Walter Trux hat vergeblich um seinen Job gekämpft. Es kam so, wie es bereits vor Monaten (ZEIT Nr. 16) intern so gut wie entschieden war: Der Aufsichtsrat der Fichtel & Sachs AG, Schweinfurt, hat am Montag dieser Woche den definitiven Beschluß gefaßt, den Vertrag des 51jährigen Vorstandsvorsitzenden und früheren IBM-Topmanagers über das Jahresende hinaus nicht zu verlängern.

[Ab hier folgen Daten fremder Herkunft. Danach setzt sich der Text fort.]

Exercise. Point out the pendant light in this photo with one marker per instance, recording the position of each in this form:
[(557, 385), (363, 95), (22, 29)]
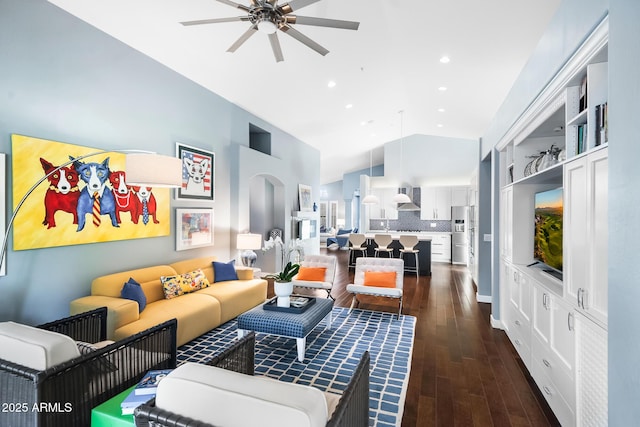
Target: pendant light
[(401, 197), (370, 199)]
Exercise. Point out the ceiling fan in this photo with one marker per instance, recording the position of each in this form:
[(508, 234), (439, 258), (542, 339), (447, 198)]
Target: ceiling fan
[(269, 17)]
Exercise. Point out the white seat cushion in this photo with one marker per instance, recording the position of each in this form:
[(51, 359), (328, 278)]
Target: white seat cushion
[(35, 348), (225, 398), (374, 290)]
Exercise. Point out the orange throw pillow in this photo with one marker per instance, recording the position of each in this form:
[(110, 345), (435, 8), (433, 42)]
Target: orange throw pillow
[(312, 274), (381, 279)]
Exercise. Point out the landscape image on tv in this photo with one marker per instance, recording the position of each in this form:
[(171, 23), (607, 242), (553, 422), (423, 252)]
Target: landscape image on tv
[(547, 240)]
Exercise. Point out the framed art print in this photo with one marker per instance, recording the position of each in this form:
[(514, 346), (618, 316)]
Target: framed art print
[(198, 173), (194, 228), (304, 197)]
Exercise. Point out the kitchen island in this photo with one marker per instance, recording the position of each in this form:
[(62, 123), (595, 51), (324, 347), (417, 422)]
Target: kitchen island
[(424, 246)]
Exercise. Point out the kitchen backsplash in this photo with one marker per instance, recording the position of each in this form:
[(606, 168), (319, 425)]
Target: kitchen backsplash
[(410, 221)]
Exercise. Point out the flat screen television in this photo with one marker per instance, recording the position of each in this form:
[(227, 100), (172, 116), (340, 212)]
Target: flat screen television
[(547, 239), (304, 229)]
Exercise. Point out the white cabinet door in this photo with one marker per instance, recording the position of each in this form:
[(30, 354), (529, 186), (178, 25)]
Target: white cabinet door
[(586, 234)]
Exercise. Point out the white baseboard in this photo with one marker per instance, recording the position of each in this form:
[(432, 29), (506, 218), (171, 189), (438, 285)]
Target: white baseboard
[(483, 298), (495, 323)]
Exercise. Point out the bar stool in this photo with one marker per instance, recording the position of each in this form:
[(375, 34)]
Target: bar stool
[(357, 245), (383, 241), (408, 243)]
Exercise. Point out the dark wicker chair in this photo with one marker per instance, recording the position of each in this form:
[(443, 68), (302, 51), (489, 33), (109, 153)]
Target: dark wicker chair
[(352, 409), (64, 395)]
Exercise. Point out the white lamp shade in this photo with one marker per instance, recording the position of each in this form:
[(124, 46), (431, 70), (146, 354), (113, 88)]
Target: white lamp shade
[(371, 200), (153, 170), (401, 198), (249, 241)]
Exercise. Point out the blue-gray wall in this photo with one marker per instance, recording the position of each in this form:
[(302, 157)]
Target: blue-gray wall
[(63, 80), (624, 214)]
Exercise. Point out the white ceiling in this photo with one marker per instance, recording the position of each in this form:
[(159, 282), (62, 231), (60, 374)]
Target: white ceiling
[(391, 63)]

Dabei hat der Aufsichtsratsvorsitzende Werner Premauer (aus dem Hause der Bayerischen Vereinsbank) von seiner "Zweitstimme" nicht einmal Gebrauch machen müssen. Denn die Entscheidung gegen Trux ist bereits im ersten Wahlgang gefallen, also mit mindestens zwei Dritteln der Stimmen. Auch die Mehrheit der Arbeitnehmervertreter hat überraschend gegen Trux gestimmt, obwohl der Betriebsratsvorsitzende Adolf Ley sich sehr stark für ihn engagiert hatte. Es gab, so heißt es, auch bei den Angehörigen der IG Metall "keinen Fraktionszwang".

Die Arbeitnehmer allein hätten Trux ohnedies nicht retten können. Das wußte er. Er setzte seine Hoffnung zuletzt wohl mehr auf die Erben des verstorbenen Ernst Wilhelm Sachs, die bei der Holding Sachs AG mit 37,5 Prozent beteiligt sind. Doch hier haben die Testamentsvollstrecker die Hand darauf, solange der Rechtsstreit um die Gültigkeit der Vollstreckung nicht entschieden ist. Die übrigen Sachs-Großaktionäre Salzgitter, Commerzbank und Gunther Sachs wollten Trux ablösen.

Da kein Vorstandsvorsitzender gegen die Mehrheit der Aktionäre regieren kann, wäre es für den Fichtel-&-Sachs-Chef wohl klüger gewesen, ohne Eklat zu resignieren.